Romeo y… ¿Julieta?

Las nubes amenazan con ocultar el sol de invierno de la hermosa Verona.  

El astro apenas tiene fuerzas para verse reflejado sobre las aguas del río Adigio. 

La ciudad se despereza a la vez que Romeo, soñoliento y ojeroso, se prepara un vaso de leche que ha de servir como exiguo desayuno. Alguien llama a la puerta del apartamento. Romeo se maldice a sí mismo por haber alquilado una vivienda en el centro pero se toma la molestia de acercarse hasta la entrada.

– ¿Quién coño llama a estas horas?

– Soy Benvolio, tu primo- se escucha al otro lado de la puerta- ¡Abre de una vez!

Romeo obedece y deja pasar a su primo. Éste, abusando de su confianza, se cuela hasta la cocina apropiándose del vaso de leche.

– Joder primo…- le espeta el recién llegado-. Tienes la casa hecha un asco. No hay comida. No hay agua. Esto da pena…

– Si has venido a reprenderme, te aviso que para eso ya tengo al insigne Señor Montesco. Y también te aviso de que a él se lo permito porque es mi padre…

– Precisamente de él vengo a hablarte. Me envía a decirte que tienes una entrevista de trabajo al otro lado de la ciudad, en casa de los Ziboldi.

– ¿¡Los Ziboldi!?- exclama Romeo-. ¡Decir que esos tipos son tiranos es decir poco!

– A mí no me cuentes milongas. Necesitan un chófer y tu apellido bastará para conseguir el puesto.
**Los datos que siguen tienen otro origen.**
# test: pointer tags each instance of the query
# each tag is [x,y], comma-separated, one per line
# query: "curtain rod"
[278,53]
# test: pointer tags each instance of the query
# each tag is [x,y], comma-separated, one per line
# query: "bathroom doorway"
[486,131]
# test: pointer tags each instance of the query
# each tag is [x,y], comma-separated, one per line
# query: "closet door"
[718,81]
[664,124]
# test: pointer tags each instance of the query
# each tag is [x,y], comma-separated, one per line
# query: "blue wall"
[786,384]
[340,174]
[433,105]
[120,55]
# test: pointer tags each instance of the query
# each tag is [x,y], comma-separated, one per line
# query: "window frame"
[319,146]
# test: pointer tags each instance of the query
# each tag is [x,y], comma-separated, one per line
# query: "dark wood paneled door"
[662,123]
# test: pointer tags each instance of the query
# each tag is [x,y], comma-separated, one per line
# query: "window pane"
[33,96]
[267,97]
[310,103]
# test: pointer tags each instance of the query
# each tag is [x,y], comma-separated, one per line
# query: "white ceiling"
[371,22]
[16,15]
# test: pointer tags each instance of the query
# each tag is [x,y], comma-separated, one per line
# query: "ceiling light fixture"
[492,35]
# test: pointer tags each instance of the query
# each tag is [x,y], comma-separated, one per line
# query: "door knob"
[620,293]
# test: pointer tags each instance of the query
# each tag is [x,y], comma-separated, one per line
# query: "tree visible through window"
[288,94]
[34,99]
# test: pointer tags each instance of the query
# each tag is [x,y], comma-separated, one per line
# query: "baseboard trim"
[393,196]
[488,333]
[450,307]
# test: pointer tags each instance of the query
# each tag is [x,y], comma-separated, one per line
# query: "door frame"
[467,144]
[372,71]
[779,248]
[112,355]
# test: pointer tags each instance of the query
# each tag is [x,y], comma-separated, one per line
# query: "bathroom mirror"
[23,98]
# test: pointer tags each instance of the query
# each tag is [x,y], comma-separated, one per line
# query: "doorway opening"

Así que pégate una ducha rápida porque te quiero llamando a la puerta de esos bastardos antes de mediodía.

Ya sin la molesta presencia de su primo, Romeo se acicala con desgana y pone rumbo a la casa de los Ziboldi, sita a las afueras de Verona. Las calles ya son un hervidero, por lo que no tiene problema en mezclarse con la muchedumbre para así pasar desapercibido. No puede dejar de lamentar que, a dos días de su trigésimo cumpleaños, su vida resulte tan repugnante. El clima es frío y las nubes no se retiran.

Pero entonces ocurre. Apenas a unos diez metros de distancia, una hermosa joven camina en la misma dirección que él sin visos de cambiar el rumbo. Romeo frena por miedo a, dada su mayor zancada, alcanzarla.

Su pelo, sedoso y castaño, no deja lugar a la duda. Es ella. Ha transcurrido media vida. Los años se han llevado por delante muchos detalles. Pero, como si el destino pretendiera mostrarse cruel con su ajada figura, de pronto los recuerdos acuden a su atormentada alma y a punto están de hacerle perder el equilibrio.

No la pierde de vista. Su esbelta figura apenas ha cambiado en todos estos lustros. Siguen ahí su cintura de avispa y sus delicados hombros. Acelera el paso para observar si la vida también ha marcado sus facciones. Pero un vistazo le basta para comprender que continúa tan bella como siempre. Sus inolvidables labios le transportan a aquellos maravillosos días en que la verja de la mansión de los Montesco no era obstáculo para el joven Romeo.

Para entonces ya es tarde.

Los recuerdos ya llegan hasta él en manada. Evoca ardientes noches junto a ella, la pasión con la que se amaron. El alcohol corriendo por sus venas. La adrenalina de los duelos donde no solo el honor parecía estar en juego.

Sin duda sigue siendo tan bella como entonces.

Por eso, consciente de que no puede dejar pasar la oportunidad por segunda vez, acelera el paso hasta casi la cabalgada y, agarrando su hombro, consigue detenerla. La joven se gira para reconocer al individuo.

– Buenos días señorita. Cuánto tiempo…

La hermosa doncella lo mira desconcertada.

– ¿Nos conocemos?- replica educadamente.

Entonces Romeo comprende que ni es Julieta ni se le parece. Su corazón pega un vuelco, como si pretendiese escapar. Su ánimo, para entonces, ya está hecho pedazos.

– Perdone. Me ha recordado usted…- hace una pausa para poner los pies en la tierra-. Olvídelo. Y disculpe de nuevo.

Romeo reanuda la marcha ansioso. Se acerca la hora de su entrevista con los Ziboldi y su padre lo matará si no llega a tiempo.

– Simplemente, no fue nuestro momento…- susurra para el cuello de su camisa mientras, para arroparse,  Romeo introduce las manos en los bolsillos de su abrigo.